Jugeant qu'«aucune dépense n'est sacrée», il avait alors estimé que «le gel budgétaire fait partie des pistes à explorer dans tous les domaines, y compris social». Concrètement, une année blanche pour les prestations sociales reviendrait à ne pas indexer ces dernières sur l'inflation, comme le veut l'usage.
Un sujet sensible
Habituellement, elle sont en effet revalorisées au même niveau que la hausse des prix, afin d'éviter une perte de pouvoir d'achat des bénéficiaires. Ce gel pourrait donc concerner des prestations telles que la prime d'activité, les allocations familiales ou encore les indemnités chômages.
Au-delà d'envisager l'année blanche, la question est en effet d'en délimiter le périmètre. Car elle pourrait aussi, dans une perspective plus large encore, toucher le point d'indice, base de calcul du salaire des fonctionnaires, ou même les pensions de retraites.
Sachant que ce sujet est particulièrement sensible au niveau politique et que l'exécutif ne dispose pas de la majorité, il est probable que le gouvernement n'ose pas désindexer l'ensemble des prestations sociales.

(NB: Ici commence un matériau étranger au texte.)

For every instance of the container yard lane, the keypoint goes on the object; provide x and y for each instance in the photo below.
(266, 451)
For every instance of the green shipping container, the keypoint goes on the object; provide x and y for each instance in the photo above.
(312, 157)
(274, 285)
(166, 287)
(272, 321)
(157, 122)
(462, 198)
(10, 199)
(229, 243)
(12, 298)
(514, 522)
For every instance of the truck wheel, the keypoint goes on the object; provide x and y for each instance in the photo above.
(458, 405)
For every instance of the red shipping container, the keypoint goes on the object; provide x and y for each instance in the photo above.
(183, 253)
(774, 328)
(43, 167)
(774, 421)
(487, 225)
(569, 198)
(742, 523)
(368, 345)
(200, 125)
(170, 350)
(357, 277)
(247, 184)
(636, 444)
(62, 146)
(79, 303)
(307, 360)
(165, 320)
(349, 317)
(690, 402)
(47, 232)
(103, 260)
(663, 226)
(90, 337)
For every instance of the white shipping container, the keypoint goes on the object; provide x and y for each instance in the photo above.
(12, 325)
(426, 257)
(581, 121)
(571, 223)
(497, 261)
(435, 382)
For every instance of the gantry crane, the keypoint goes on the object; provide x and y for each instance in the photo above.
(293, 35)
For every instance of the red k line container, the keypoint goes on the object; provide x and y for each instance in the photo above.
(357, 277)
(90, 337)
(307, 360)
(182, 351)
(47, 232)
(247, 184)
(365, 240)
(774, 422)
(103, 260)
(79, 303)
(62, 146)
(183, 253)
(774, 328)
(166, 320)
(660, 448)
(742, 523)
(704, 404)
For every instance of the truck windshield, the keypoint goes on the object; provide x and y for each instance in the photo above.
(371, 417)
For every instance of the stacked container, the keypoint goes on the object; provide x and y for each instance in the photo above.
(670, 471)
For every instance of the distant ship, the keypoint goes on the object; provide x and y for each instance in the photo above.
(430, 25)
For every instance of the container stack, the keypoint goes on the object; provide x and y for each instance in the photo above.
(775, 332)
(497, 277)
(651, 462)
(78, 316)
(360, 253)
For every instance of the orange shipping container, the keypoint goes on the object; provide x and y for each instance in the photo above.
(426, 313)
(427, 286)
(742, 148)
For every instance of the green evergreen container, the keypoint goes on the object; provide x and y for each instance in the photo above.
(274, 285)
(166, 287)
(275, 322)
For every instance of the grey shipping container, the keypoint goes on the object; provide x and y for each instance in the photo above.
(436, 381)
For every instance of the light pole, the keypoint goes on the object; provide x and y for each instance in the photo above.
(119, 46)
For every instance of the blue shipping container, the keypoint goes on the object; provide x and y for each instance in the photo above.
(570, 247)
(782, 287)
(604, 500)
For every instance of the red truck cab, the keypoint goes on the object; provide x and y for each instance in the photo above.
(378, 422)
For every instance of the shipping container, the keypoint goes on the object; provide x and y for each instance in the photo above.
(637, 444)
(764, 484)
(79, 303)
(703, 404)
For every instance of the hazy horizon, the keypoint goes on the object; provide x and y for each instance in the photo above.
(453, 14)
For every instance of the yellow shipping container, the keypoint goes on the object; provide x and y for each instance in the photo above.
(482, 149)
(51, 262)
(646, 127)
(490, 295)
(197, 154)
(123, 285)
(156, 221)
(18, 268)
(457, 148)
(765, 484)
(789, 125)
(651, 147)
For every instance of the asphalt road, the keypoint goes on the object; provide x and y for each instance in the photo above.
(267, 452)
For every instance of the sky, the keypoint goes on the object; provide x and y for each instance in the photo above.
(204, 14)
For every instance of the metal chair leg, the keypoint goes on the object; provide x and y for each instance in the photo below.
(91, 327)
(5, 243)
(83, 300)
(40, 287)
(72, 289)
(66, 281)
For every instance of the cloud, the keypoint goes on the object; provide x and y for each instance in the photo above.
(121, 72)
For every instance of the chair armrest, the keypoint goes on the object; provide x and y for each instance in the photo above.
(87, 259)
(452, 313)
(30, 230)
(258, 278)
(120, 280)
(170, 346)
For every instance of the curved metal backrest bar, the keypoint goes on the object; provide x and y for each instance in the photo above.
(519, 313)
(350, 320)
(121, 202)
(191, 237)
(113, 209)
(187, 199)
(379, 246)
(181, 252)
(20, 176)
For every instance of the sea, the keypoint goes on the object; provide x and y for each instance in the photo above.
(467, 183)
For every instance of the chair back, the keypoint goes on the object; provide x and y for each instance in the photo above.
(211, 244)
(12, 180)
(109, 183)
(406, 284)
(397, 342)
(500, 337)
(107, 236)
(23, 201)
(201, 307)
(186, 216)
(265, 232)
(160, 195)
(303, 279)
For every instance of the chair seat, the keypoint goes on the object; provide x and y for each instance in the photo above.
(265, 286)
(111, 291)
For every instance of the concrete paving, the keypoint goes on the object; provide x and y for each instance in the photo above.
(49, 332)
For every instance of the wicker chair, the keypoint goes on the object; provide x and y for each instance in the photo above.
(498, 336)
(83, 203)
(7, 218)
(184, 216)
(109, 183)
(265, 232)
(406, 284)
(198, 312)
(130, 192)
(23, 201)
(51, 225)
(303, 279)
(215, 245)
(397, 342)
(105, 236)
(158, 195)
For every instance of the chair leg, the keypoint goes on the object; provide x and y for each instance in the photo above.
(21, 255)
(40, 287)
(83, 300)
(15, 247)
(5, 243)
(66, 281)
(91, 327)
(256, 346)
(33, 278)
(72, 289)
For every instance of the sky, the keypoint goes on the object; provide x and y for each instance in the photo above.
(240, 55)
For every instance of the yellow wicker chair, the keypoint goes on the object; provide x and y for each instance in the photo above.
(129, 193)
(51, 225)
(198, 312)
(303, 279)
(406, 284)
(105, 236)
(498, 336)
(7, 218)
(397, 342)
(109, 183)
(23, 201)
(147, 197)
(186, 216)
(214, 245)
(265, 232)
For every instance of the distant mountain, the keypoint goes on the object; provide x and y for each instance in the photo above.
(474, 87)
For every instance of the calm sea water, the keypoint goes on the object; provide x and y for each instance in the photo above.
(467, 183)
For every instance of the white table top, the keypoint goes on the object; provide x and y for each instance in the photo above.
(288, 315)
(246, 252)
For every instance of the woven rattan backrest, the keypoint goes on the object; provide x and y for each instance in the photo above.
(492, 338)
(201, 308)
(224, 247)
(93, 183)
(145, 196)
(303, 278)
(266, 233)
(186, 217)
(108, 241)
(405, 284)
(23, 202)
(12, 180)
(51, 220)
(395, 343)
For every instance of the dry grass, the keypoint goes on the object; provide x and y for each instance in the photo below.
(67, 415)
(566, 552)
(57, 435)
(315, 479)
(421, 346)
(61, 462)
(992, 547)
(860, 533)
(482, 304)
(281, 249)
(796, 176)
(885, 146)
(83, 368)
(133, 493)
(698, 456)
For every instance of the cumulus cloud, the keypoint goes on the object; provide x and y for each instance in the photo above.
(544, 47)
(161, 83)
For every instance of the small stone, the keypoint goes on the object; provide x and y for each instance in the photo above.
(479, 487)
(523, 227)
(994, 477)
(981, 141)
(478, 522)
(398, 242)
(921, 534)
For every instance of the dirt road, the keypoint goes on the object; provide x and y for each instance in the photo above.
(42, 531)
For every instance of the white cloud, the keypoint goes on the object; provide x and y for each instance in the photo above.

Edouard Philippe est le dernier à avoir fait appel à un tel outil en 2019, en revalorisant les retraites et les prestations sociales de 0,3% seulement, alors que l'inflation atteignait 1,8%.
Le budget des collectivités dans le viseur
L'année blanche pourrait aussi être appliquée au budget des collectivités. Dans ce cas le principe serait le même et consisterait à leur donner autant en 2026 qu'en 2025, sans tenir compte de l'inflation. Cette hypothèse a notamment été évoquée lundi 26 mai, lors du premier «groupe de travail» de la conférence financière territoriale, réunissant le gouvernement et les représentants des élus locaux.
Cette perspective ne réjouit pas les principaux intéressés. Auprès de l'AFP le président de l'Association des petites villes de France, Christophe Bouillon, affirme que «les collectivités ont déjà fait beaucoup d'efforts et d'économies. Beaucoup sont à l'os. Leur demander encore plus est irréaliste, sauf à ce qu'elles mettent la clé sous la porte».
Alertant sur le «surendettement» de la France, François Bayrou a prévenu que «tous les Français» devraient faire un effort pour redresser les comptes publics. Il a ouvert la porte à une «TVA sociale» mais est globalement resté évasif jusqu'ici sur ses choix budgétaires pour trouver 40 milliards d'euros d'économies.
Le Premier ministre a promis de présenter son «plan de retour à l'équilibre des finances publiques sur trois ou quatre années» au «début du mois de juillet».